Handling Paginated Results from Microsoft Graph with Azure Data Factory
Paginating through Graph API results using @odata.nextlink in ADF copy activities
This topic is covered in a handful of blog posts, forum topics, etc. but none of the information I found recently got me 100% of the way there. That can happen with methods involving two evolving services - Azure Data Factory and Microsoft Graph - information becomes out of date.
Here's what worked for me in early 2023!
Prerequisites
Even though some of these are detailed topics, I am going to gloss over them since they are covered in-depth elsewhere on the web:
Register an Azure App for use as a service principal (later) with your data factory
Grant the application appropriate roles for your intended use of Graph
Store the client secret value for the app in Azure Key Vault
Enable managed identities for your data factory
Give the managed identity for your data factory the appropriate role on the Key Vault (to retrieve stored client secret)
Configure a data sink to store the Graph results, and ensure the data factory has permission to write there
Create a new Linked Service within ADF (type: REST)
Set the Authentication type as Service Principal
Use the Azure Key Vault method to retrieve the client secret from AKV
Parameterize the Base URL value
This will get you something like this:
Dataset, Pipeline and Activity Setup
Create a new Dataset using the new Linked Service you created (above steps)

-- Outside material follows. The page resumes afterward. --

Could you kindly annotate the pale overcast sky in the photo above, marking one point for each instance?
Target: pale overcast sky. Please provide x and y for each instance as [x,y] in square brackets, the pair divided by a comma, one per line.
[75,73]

You can parameterize the baseURL value if you'd like to use one Dataset for multiple Graph queries.
Otherwise, provide a fixed Graph API endpoint value within the Dataset, like:
https://graph.microsoft.com/v1.0/users?$select=id,accountEnabled,createdDateTime,department,displayName,employeeId,employeeType,jobTitle,mail,userPrincipalName,userType,manager,employeeHireDate&$expand=manager($select=id)
Create a new Pipeline and add a Copy Data activity
Configure the Copy Data activity to use the Dataset you created
Delete the automatically-supplied Pagination criteria (RFC5988)
Add a new Pagination Rule, like this:
Your source definition within the Copy activity should look something like this:
"source": {
"type": "RestSource",
"httpRequestTimeout": "00:01:40",
"requestInterval": "00.00:00:00.010",
"requestMethod": "GET",
"paginationRules": {
"AbsoluteUrl": "$['@odata.nextLink']"
}
}
Now, when your Copy Data activity executes, it will keep fetching results from Graph until the @odata.nextlink is no longer present in the result body, at which point it will start the sink activity.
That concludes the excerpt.